Quant à d’Artagnan, à peine hors de vue, de son côté, il avait tiré la lettre de sa poche et l’avait relue :

« Revenez sur-le-champ à Paris.

J. M… »

La lettre est sèche, murmura d’Artagnan, et s’il n’y avait un postscriptum, peut-être ne l’eussé-je pas comprise ; mais heureusement il y a un postscriptum.

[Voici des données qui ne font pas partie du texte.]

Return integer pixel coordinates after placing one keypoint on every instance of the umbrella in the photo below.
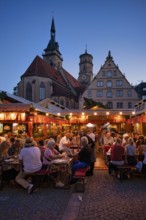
(90, 125)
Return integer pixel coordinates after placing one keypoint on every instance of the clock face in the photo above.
(83, 76)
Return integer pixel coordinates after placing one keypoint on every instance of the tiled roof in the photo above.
(41, 68)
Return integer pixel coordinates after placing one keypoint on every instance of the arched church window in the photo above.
(29, 91)
(62, 102)
(42, 91)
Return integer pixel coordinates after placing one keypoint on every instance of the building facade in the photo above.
(46, 78)
(110, 88)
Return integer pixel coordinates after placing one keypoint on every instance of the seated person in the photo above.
(83, 159)
(51, 154)
(130, 152)
(117, 153)
(30, 157)
(65, 143)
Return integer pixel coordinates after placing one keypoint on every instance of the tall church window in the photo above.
(42, 91)
(62, 102)
(119, 83)
(99, 83)
(109, 83)
(129, 93)
(109, 73)
(109, 105)
(89, 94)
(29, 91)
(119, 104)
(129, 105)
(119, 93)
(99, 93)
(109, 94)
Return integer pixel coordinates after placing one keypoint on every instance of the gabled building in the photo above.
(141, 90)
(111, 88)
(46, 78)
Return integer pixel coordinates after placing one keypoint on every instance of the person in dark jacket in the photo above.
(93, 153)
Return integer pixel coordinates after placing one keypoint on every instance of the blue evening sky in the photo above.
(102, 25)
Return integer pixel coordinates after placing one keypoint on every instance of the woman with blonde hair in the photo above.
(4, 146)
(130, 152)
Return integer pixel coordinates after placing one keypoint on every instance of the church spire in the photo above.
(53, 30)
(52, 54)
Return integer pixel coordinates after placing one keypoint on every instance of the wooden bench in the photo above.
(39, 176)
(125, 170)
(80, 175)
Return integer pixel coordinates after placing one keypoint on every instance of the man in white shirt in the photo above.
(65, 143)
(30, 157)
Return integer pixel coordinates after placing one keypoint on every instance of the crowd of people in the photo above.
(35, 155)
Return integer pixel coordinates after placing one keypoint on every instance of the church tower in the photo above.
(52, 54)
(85, 69)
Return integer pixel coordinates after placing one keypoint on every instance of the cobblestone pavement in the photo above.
(105, 198)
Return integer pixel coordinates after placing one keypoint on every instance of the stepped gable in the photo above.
(40, 68)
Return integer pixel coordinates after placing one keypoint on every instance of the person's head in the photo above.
(118, 141)
(41, 143)
(12, 140)
(68, 135)
(51, 143)
(84, 140)
(4, 146)
(29, 142)
(130, 141)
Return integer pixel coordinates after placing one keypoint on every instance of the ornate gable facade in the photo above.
(111, 88)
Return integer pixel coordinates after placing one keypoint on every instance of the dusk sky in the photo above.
(102, 25)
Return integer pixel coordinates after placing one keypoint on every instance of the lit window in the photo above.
(109, 83)
(109, 94)
(99, 83)
(119, 82)
(129, 105)
(119, 104)
(89, 93)
(119, 93)
(129, 93)
(42, 91)
(99, 93)
(109, 73)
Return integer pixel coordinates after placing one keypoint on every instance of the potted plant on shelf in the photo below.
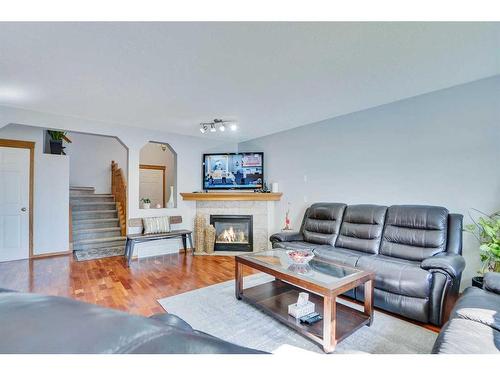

Et il lut ce fameux postscriptum qui lui faisait passer par-dessus la sécheresse de la lettre :

P. S. « Passez chez le trésorier du roi, à Blois, dites-lui votre nom, et montrez-lui cette lettre : vous toucherez deux cents pistoles. »

— Décidément, dit d’Artagnan, j’aime cette prose, et le cardinal écrit mieux que je ne croyais. Allons, Planchet, allons rendre visite à M. le trésorier du roi, et puis piquons.

— Vers Paris, monsieur ?

— Vers Paris.

Et tous deux partirent au plus grand trot de leurs montures.